ALFREDO CAMPOS | REA nº 8 | Publicado en Mayo de 2014
Alicante siempre fue considerado un emplazamiento estratégico tanto militar como comercialmente hablando, pues en él convergían los caminos naturales ubicados frente al mar. Su puerto estaba protegido por varios cerros de gran valor defensivo, lo cual fue decisivo para procurar los primeros asentamientos humanos, de los que existen vestigios en la Edad de Bronce: un yacimiento ubicado en la Serra Grosa y datado en el segundo milenio a.C.
Los orígenes culturales de Alicante se remontan a la aparición de los pueblos íberos que datan del siglo III a.C, en relación con las factorías comerciales griegas. Los íberos tenían un carácter belicoso y fama de ser grandes guerreros que luchaban por sus tierras; mantuvieron intensas relaciones con pueblos colonizadores como fenicios, griegos, y más tarde cartagineses y romanos. Este proceso de interacción y aculturación desembocó en una cultura original de gran nivel de desarrollo y extraordinaria singularidad, como lo demuestra La dama de Elche, supremo ejemplo de la cultura íbera. Los colonos de Focea, ciudad griega de Asia Menor, tomaron como referencia marítima el monte Benacantil, también llamado “promontorio blanco” o Akra Leuka y ocupado hoy por el castillo de Santa Bárbara. Fue después de la Segunda Guerra Púnica y tras valorar las posibilidades que su cima ofrecía como asentamiento militar, cuando tenemos certeza de edificaciones y acuartelamientos, por ejemplo el de Amilcar Barca, general y estadista cartaginés que mantuvo en jaque a los romanos. En el 201 a.C. los romanos capturaron la ciudad íbera del cercano Tossal de Manises conocida como Leukante, que contaba con un buen puerto marítimo en la desembocadura del Barranco de Orgegia. Este sería el primer solar de lo que con el tiempo se convertiría en Alicante. En el período visigodo posterior la población se desplazó progresivamente hacia las faldas del Benacantil, dando lugar al verdadero origen del actual casco urbano. Entre el 718 y el 1248 la ciudad cayó bajo el dominio islámico, pasando a llamarse Medina Laqant o Al-Laqant.

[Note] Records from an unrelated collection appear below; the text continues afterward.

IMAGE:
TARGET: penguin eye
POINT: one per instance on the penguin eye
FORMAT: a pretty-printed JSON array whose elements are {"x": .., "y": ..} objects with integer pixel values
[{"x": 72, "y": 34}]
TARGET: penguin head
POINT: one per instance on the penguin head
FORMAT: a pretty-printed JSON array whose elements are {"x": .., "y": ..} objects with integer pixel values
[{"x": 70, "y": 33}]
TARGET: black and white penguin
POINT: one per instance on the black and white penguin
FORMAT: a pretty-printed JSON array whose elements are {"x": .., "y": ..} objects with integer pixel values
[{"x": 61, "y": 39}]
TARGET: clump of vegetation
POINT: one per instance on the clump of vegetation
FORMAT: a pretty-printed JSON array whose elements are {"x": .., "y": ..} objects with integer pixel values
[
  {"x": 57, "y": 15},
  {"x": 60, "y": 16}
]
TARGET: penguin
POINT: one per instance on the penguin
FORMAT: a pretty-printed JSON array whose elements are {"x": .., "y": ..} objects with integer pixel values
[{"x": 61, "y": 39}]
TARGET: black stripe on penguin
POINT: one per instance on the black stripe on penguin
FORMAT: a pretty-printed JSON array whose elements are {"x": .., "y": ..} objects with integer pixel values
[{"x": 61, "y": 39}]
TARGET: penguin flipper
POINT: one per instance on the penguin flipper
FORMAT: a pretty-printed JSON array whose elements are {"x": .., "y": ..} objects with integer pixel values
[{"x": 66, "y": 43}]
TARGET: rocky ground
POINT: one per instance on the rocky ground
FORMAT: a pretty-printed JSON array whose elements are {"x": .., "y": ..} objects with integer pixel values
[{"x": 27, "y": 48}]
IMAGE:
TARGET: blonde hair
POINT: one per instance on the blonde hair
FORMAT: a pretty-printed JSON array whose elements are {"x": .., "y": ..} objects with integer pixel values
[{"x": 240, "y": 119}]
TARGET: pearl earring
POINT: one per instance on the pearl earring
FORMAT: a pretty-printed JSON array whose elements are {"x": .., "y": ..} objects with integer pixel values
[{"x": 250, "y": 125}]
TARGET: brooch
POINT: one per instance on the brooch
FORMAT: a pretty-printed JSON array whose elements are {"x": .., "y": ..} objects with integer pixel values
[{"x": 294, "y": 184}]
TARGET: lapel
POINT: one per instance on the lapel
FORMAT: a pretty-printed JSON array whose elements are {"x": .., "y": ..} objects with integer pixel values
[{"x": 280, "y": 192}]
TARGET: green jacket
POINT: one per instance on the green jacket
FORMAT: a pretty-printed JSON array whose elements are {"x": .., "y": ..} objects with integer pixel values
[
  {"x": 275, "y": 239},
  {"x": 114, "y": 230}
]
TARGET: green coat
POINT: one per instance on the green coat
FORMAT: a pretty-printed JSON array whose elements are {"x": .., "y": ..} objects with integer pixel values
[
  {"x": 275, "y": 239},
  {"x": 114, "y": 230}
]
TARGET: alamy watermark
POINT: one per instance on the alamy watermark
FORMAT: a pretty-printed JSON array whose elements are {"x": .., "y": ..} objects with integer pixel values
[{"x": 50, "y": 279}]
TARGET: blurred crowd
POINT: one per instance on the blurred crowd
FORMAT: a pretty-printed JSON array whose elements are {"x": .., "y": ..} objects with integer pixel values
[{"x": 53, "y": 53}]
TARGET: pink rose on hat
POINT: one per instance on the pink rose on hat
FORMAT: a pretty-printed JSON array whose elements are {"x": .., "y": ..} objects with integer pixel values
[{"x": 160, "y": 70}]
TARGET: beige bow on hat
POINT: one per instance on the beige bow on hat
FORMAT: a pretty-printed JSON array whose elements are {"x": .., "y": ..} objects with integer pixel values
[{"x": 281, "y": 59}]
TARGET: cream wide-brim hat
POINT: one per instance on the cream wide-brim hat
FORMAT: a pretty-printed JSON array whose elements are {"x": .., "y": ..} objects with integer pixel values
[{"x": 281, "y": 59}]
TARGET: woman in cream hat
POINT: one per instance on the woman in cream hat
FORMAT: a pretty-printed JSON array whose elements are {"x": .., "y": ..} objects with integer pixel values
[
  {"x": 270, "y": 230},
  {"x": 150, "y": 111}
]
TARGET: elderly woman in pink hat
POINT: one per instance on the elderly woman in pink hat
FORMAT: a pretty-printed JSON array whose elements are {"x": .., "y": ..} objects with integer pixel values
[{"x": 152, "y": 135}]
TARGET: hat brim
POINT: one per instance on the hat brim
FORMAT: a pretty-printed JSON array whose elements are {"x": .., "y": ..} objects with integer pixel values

En definitiva, Alicante fue conquistada en el tiempo por los griegos, íberos, púnicos, romanos, bárbaros, bizantinos, musulmanes, cristianos, moriscos… dejándonos una mezcla de culturas, construcciones y paisaje incomparable donde la riqueza de todas ellas es continua fuente de inspiración de muchos artistas.
Cuando el 9 de febrero del 2013 falleció Enrique Lledó a la edad de 90 años perdimos a uno de los mejores cronistas y pintor paisajístico de nuestra Alicante. Un maestro del color, de formación autodidacta y con una gran sensibilidad, que encontró su forma de expresión, aparte de en las fuentes universales de la historia del arte, a través de Emilio Varela y de los impresionistas, de la contemplación del paisaje alicantino. Fueron también sus maestros Van Gogh o Cézanne, pero Varela sin duda el más cercano y especial. Analizó y representó nuestras montañas y nuestros pueblos, retrató como un enamorado de su tierra cada rincón, cada almendro, cada gesto o cada señal. «Cuando, cargado de bártulos salgo a pintar al campo, por nuestras montañas, buscando lugares que ya he visto otras veces, muchas veces quizá, siempre, siempre, me sorprende su contemplación como un lugar nuevo, un lugar que descubro entonces, en ese mismo encuentro. Y es cuando, como pintor, ante el fluir de sensaciones, de emoción que el paisaje está transmitiéndome; al sentir la grandeza de su silencio, lo vibrante de su luz; oír el tintineo de la esquila de algunas cabras lejanas, (…) me siento lleno de dudas», afirmaba el pintor. Y no es que el pintor tuviera mala memoria, aliado indiscutible por otro lado para volver a disfrutar nuevamente de una misma experiencia ya vivida, sino que el esplendor de los paisajes que retrataba sobrepasaba con creces el espacio que ocupa el cajón del recuerdo de una primera mirada, necesitando volver para seguir asentando tanta belleza.
Un cierto espíritu lírico e intangible, pero al fin y al cabo vareliano, se deja ver en las obras de Lledó, en sus paisajes del valle de Guadalest, en los de Aitana o de Benimantell, donde Enrique tenía su estudio. Un refugio para los fríos días de invierno donde el artista podía encender el fuego de una hoguera mientras leía a Gabriel Miró. En ese marco es donde esbozaba sus pinturas lienzo tras lienzo, con azules, violetas o verdes que casi huelen a espliego. Un pintor que supo interpretar con sus aportaciones el panorama de un tiempo artístico en nuestra tierra.